The music department was involved in the program, and I was chosen to be in the musical chorus. There were 12 Christmas Carols we had to learn. There was a speech chorus for children selected to repeat parts of the Christmas story in unison. In addition, there were the characters in costume, like Mary, Joseph, the shepherds and the wisemen. This two-hour program required long daily practice sessions, where we stood on bleachers until our legs felt ready to collapse.

The program was presented just before our two-week Christmas break. The Auditorium was packed with people on both of the two nights we performed. I couldn’t wait to get this behind me. Since my part was so long and dramatic, it received a lot of praise, and the wife of the Methodist church pastor insisted that I come and do it again for their Christmas program.

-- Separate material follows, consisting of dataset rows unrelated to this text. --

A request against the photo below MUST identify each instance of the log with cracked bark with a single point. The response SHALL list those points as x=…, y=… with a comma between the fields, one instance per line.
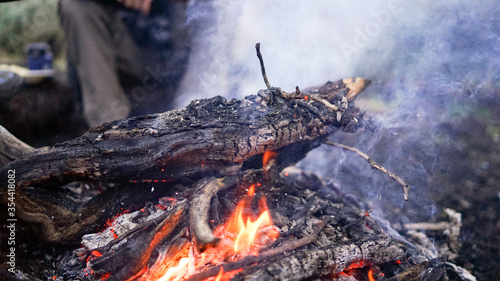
x=211, y=137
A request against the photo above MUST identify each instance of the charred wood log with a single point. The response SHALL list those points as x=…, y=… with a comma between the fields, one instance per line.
x=212, y=137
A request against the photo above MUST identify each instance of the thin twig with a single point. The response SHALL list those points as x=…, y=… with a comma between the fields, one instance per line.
x=404, y=185
x=290, y=246
x=262, y=68
x=299, y=95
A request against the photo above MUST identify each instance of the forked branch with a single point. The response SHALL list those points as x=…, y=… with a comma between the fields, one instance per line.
x=375, y=165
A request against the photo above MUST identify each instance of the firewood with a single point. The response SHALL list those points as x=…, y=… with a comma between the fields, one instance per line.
x=11, y=148
x=211, y=137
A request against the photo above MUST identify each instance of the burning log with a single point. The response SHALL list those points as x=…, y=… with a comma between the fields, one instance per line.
x=214, y=137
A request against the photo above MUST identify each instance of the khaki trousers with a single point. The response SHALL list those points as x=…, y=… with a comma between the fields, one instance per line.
x=102, y=49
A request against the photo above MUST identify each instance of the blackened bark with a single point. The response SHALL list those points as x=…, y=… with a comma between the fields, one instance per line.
x=212, y=137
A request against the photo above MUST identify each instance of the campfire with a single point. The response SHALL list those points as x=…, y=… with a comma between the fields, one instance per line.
x=210, y=192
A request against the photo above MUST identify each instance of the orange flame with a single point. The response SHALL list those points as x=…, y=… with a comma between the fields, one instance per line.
x=242, y=235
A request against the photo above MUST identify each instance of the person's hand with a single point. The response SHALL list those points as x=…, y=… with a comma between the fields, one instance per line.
x=141, y=5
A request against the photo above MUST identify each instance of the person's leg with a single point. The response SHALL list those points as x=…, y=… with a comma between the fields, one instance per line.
x=90, y=30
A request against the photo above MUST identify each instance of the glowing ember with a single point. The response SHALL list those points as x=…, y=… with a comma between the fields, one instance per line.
x=242, y=235
x=174, y=271
x=267, y=159
x=370, y=275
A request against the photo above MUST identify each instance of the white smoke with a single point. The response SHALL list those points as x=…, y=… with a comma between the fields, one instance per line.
x=429, y=61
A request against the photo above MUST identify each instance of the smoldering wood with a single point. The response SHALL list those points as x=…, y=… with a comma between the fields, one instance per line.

The New year brought in the year 1947. Truman was serving the third year of his term and planned to run again although he'd finished Roosevelt's term at his death. Now that the war was over, people seemed more hopeful. There were a lot of building projects going on. Men returning from the war were getting help with veteran loans. New neighborhoods with government housing were cropping up everywhere.

The problem was now that WWII was over, the country soon found itself in the middle of a cold war with the USSR. Communism was the next threat. J. Edgar Hoover was an interesting character who was head of the FBI. He served 48 years in that position under eight different presidents. There were many scandals with the agency during that time, which proves power corrupts. It isn’t wise to have people in positions of power for so long. Much of what went on wasn’t discovered until much later.

I had started becoming more interested in what was going on outside of my own little corner of the world. Not only did I love reading novels and biographies, but one of my aunts had an old set of encyclopedias. I was fascinated and wanted to know all about everything. One day a World Book Encyclopedia salesman showed up at our house. I wanted those books so much, I didn’t want to see him leave. Mom wanted me to have them, but she had no money.

My Grandmother Lay, who lived with us part of the time, was there. Although she didn’t get to attend school past 5th grade, she was a strong believer in education. She always felt like if she’d had a better education, she be able to support herself, and wouldn’t be forced to live with her children. The government gave her a thirty-dollar welfare check each month. It was for those who had never worked for wages and couldn’t draw social security. She told Mom if she could come up with a down payment, she would pay monthly, so I could have those books.

Mom did a very foolish thing, which got her in serious trouble with my dad when he found out. She got the salesman to take an old shotgun, which dad never used, for the down payment. Dad ranted and raved for a while over that, but six weeks later my books came. I vowed to read them from cover to cover and I pretty much did. I got the value from those books many times over. They took me through high school. I wrote many papers, and won several essay contests using those books for research. I even learned a lot about art and painting from them. which was another of my passions.

Today, with the world at our fingertips with computers, no one would understand why I was so thrilled. At the time, it was the best gift I’d ever been given. I guess I was a nerd and didn’t realize it.

Now in thinking back, I realize I must have been in fifth grade when I got those books, because they weren’t destroyed in the tornado, which occurred the following year in February of 1948.


Recognized

Author Notes
This will be a chapter in the book "Growing Up In Mississippi. It is 1948 and I'm in fourth grade.